Take, for example, the findings of the investigation conducted by Sheila Weatherill into the causes of the Maple Leaf Foods listeriosis outbreak in the summer of 2008 that claimed the lives of 23 innocent Canadians.

Ms. Weatherill found that the CFIA had no idea how many inspectors were required to ensure food is produced safely after the introduction of a new inspection system.

To prevent a repeat of the Maple Leaf tragedy, she recommended the CFIA conduct an audit to accurately determine “the demand on its inspection resources and the number of required inspectors…”.

Six years later, Ottawa has acted on this recommendation, but only for its process meat program. The audit found the program was critically short staffed and CFIA subsequently boosted its ranks by almost 100%.

No other inspection program, however, has undergone a similar audit even though many other commodities pose serious risks of food borne illness. To this day the CFIA remains uninformed when it comes to the demands on its inspection resources and the number of inspectors required to make the system effective for all but this one program.

More recently, Canadians will remember the E.coli outbreak at the XL Meat plant in Alberta which sickened at least seven people and led to the largest meat recall in Canadian history.

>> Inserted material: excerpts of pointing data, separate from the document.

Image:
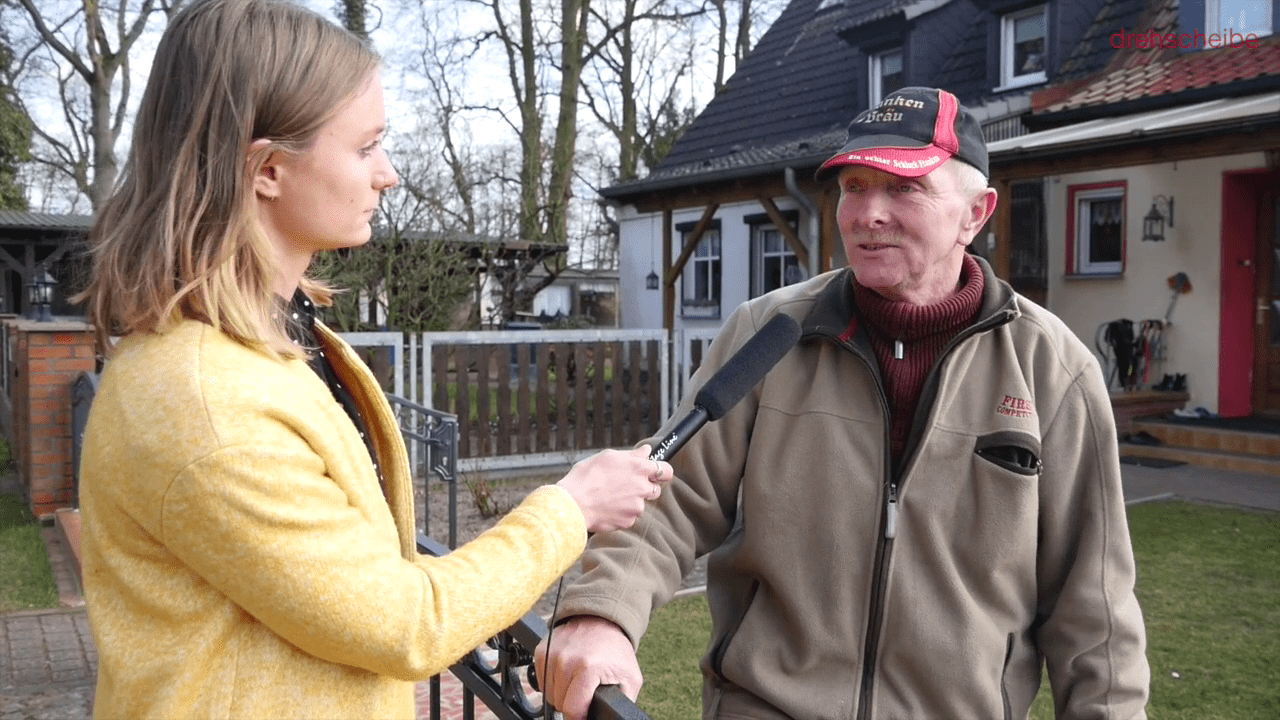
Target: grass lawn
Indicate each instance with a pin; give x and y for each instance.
(26, 578)
(1208, 582)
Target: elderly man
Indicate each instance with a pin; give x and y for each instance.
(917, 509)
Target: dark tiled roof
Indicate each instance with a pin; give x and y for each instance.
(790, 100)
(1095, 49)
(863, 12)
(22, 219)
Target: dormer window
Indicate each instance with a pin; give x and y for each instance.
(886, 74)
(1242, 17)
(1022, 46)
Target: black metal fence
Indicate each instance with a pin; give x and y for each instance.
(490, 673)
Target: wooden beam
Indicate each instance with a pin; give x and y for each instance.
(1129, 153)
(12, 261)
(691, 241)
(1002, 227)
(798, 247)
(668, 288)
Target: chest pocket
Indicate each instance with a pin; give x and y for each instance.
(1014, 451)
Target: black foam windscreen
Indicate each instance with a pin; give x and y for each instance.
(748, 365)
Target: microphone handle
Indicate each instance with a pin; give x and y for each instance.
(680, 434)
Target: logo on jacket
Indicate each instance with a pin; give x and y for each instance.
(1015, 408)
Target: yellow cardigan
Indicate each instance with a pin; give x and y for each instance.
(241, 559)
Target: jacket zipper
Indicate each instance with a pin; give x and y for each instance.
(877, 609)
(888, 531)
(890, 519)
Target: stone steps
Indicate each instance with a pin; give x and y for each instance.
(1208, 447)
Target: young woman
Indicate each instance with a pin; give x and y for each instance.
(248, 518)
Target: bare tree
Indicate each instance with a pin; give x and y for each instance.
(86, 50)
(14, 137)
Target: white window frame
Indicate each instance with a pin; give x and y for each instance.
(876, 83)
(759, 233)
(1009, 78)
(1215, 23)
(711, 268)
(1084, 238)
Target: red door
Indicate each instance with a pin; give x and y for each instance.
(1266, 313)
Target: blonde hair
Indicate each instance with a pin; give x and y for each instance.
(179, 236)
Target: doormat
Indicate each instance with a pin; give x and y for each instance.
(1150, 461)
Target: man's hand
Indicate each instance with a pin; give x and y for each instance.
(586, 652)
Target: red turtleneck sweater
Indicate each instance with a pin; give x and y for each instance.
(923, 331)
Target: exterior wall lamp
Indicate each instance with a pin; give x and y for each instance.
(1153, 224)
(40, 296)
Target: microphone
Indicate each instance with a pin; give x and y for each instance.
(732, 381)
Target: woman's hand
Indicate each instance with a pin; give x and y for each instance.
(612, 486)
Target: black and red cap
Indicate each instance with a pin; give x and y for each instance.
(912, 133)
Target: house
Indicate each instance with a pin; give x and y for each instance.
(590, 296)
(1150, 191)
(734, 210)
(31, 242)
(1079, 112)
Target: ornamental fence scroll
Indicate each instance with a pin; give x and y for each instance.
(494, 673)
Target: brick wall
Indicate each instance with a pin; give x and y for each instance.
(46, 359)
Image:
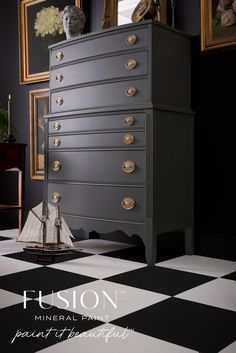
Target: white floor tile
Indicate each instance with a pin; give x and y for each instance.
(130, 342)
(92, 303)
(98, 266)
(10, 233)
(220, 293)
(9, 298)
(9, 266)
(199, 264)
(99, 246)
(10, 246)
(230, 349)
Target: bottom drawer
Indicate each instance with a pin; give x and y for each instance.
(105, 202)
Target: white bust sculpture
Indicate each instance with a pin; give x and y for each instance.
(73, 20)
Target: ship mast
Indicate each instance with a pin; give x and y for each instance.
(44, 221)
(58, 225)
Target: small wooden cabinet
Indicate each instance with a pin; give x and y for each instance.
(12, 158)
(120, 132)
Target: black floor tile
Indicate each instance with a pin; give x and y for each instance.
(4, 238)
(199, 327)
(45, 279)
(161, 280)
(43, 260)
(134, 253)
(18, 320)
(231, 276)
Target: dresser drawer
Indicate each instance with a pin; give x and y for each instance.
(118, 66)
(124, 121)
(97, 96)
(119, 140)
(92, 45)
(104, 202)
(98, 166)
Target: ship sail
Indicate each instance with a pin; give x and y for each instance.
(33, 228)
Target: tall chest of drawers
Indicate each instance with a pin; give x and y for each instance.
(120, 133)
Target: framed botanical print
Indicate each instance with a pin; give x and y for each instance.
(40, 25)
(218, 24)
(39, 104)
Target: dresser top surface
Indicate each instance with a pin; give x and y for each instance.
(114, 30)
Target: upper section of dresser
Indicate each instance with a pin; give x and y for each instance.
(128, 66)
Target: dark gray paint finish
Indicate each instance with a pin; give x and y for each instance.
(166, 153)
(98, 166)
(98, 201)
(100, 95)
(100, 140)
(105, 68)
(97, 43)
(97, 122)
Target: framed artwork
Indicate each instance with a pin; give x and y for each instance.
(218, 24)
(39, 104)
(118, 12)
(40, 25)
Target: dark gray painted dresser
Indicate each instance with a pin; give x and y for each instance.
(120, 132)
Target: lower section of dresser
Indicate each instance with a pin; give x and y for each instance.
(148, 232)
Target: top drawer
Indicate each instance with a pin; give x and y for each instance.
(87, 47)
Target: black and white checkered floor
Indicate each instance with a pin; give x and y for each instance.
(98, 301)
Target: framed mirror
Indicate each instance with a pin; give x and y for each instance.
(119, 12)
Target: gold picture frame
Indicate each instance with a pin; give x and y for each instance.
(110, 12)
(34, 37)
(38, 107)
(218, 25)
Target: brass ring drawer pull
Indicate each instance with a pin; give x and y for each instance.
(128, 139)
(57, 142)
(131, 91)
(131, 64)
(131, 40)
(55, 197)
(59, 77)
(59, 100)
(128, 203)
(59, 56)
(128, 166)
(129, 120)
(56, 126)
(56, 166)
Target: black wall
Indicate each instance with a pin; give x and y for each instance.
(212, 100)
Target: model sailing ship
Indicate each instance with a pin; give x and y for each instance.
(46, 231)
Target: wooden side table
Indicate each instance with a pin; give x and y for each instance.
(12, 158)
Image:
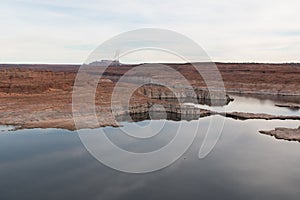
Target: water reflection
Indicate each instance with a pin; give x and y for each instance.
(53, 164)
(253, 105)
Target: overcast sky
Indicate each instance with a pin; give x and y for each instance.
(57, 31)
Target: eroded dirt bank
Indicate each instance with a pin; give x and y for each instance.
(41, 95)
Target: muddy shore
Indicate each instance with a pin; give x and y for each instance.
(40, 96)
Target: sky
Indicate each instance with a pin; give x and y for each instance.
(58, 31)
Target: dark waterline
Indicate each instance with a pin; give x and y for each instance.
(53, 164)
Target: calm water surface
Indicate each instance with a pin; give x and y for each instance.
(53, 164)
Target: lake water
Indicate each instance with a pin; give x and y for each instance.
(53, 164)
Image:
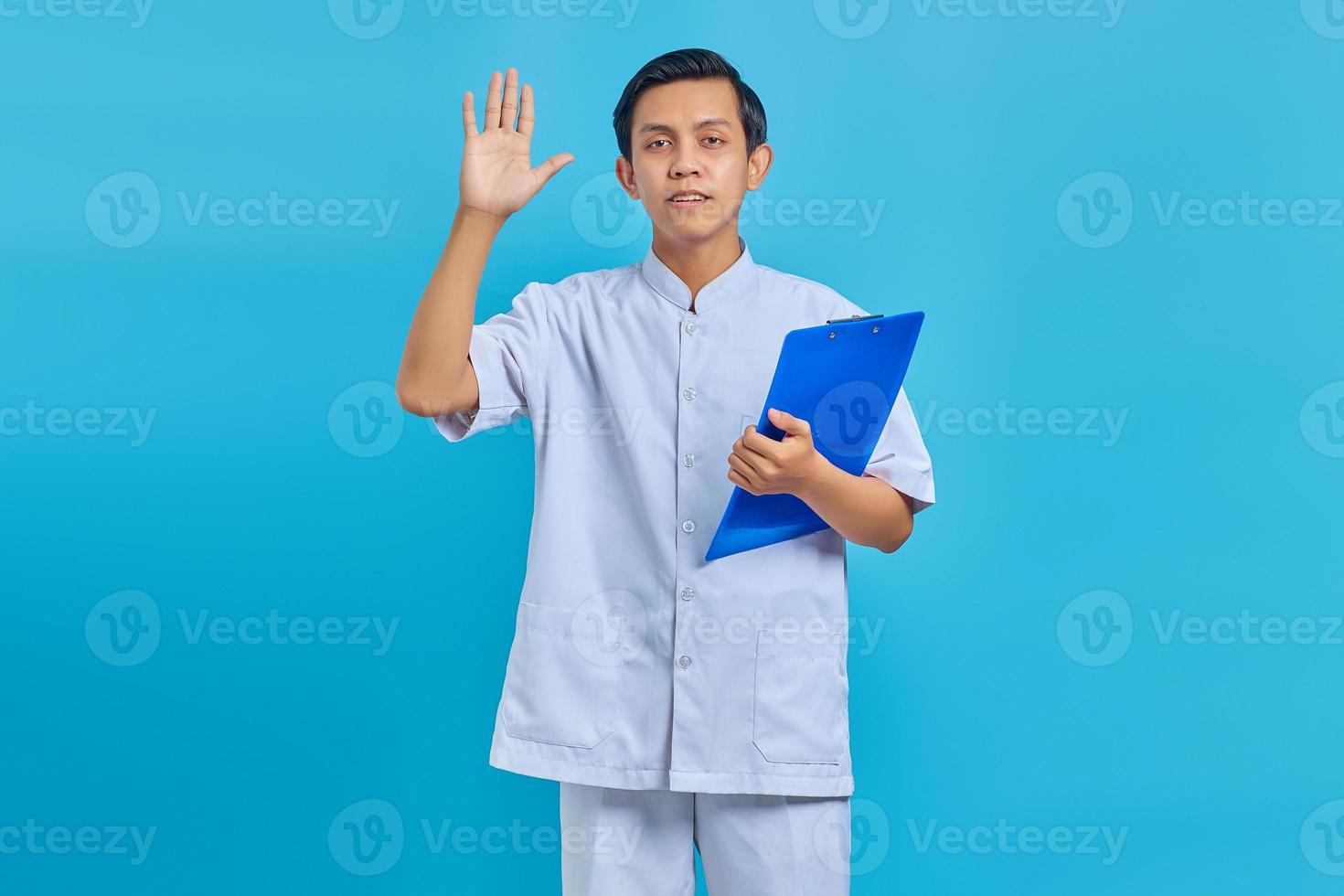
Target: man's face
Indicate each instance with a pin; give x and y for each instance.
(689, 159)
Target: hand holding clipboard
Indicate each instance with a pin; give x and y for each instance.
(843, 378)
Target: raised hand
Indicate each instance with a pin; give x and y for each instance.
(497, 176)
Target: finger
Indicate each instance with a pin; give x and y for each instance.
(492, 102)
(757, 464)
(509, 100)
(763, 445)
(548, 168)
(789, 423)
(737, 478)
(527, 117)
(469, 114)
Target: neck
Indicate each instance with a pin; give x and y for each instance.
(699, 262)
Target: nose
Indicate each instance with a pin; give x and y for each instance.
(686, 163)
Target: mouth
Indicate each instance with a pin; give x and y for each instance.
(688, 199)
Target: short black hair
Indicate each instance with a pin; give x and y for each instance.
(687, 65)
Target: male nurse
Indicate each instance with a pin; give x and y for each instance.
(683, 706)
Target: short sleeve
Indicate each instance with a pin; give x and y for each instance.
(901, 460)
(507, 352)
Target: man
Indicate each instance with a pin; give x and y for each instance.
(682, 704)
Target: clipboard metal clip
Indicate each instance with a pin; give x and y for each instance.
(855, 317)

Among other things, an investigation concluded that CFIA inspectors were actually instructed to ignore some sanitation problems and contaminated meat products.

In this age of global commerce and the widespread availability of food from around the world stopping unsafe food from reaching grocery shelves is not the purpose of import inspection and only about 2% of food imported into Canada is inspected.

The vast majority of import inspections are conducted to protect plant and animal health, not human health. Inspections of products intended for human consumption are primarily to monitor trends and not to prevent dangerous good from reaching store shelves.

For example, in the unlikely event that the CFIA inspects a shipment of fresh produce observed to be contaminated by an insecticide or fungicide (because it is covered with a coat white powder), results from laboratory tests would not be available until long after that product had reached the dining room table.

While the CFIA has recently established a new licencing program for importers, there have been no inspection staff added to the CFIA’s ranks to monitor these companies or process their paperwork.

When it comes to the consumer protection inspections the food inspectors union has recently discussed publicly, the CFIA has a spotty record of enforcing the rules.

Indeed, journalists recently uncovered documents showing that the CFIA had evidence of food fraud in Vancouver and knowingly allowed a bakery to continue selling bread labeled organic that was made using non-organic ingredients. The CFIA stood on the sidelines and didn’t even tell unsuspecting customers.

Perhaps this explains why the CFIA has not pursued a single prosecution for food fraud in Metro Vancouver in five years.

Puzzling, however, is the decision to disband the unit of inspectors in Metro Vancouver dedicated to enforcing the laws concerning food fraud. Without proactive surveillance – no matter how infrequent – there is zero deterrence preventing those who wish to de-fraud consumers from doing so.

Canadians have a right to accurate product labels in order to know what they are buying.

This is a safety concern for many consumers with medical conditions or allergies that require them to avoid certain food or ingredients. If we don’t raise these issues publicly, more people will have to get sick or worse to force improvements. That’s the irresponsible approach.

Bob Kingston is President of the Agriculture Union – PSAC which represents food inspectors working at the Canadian Food Inspection Agency.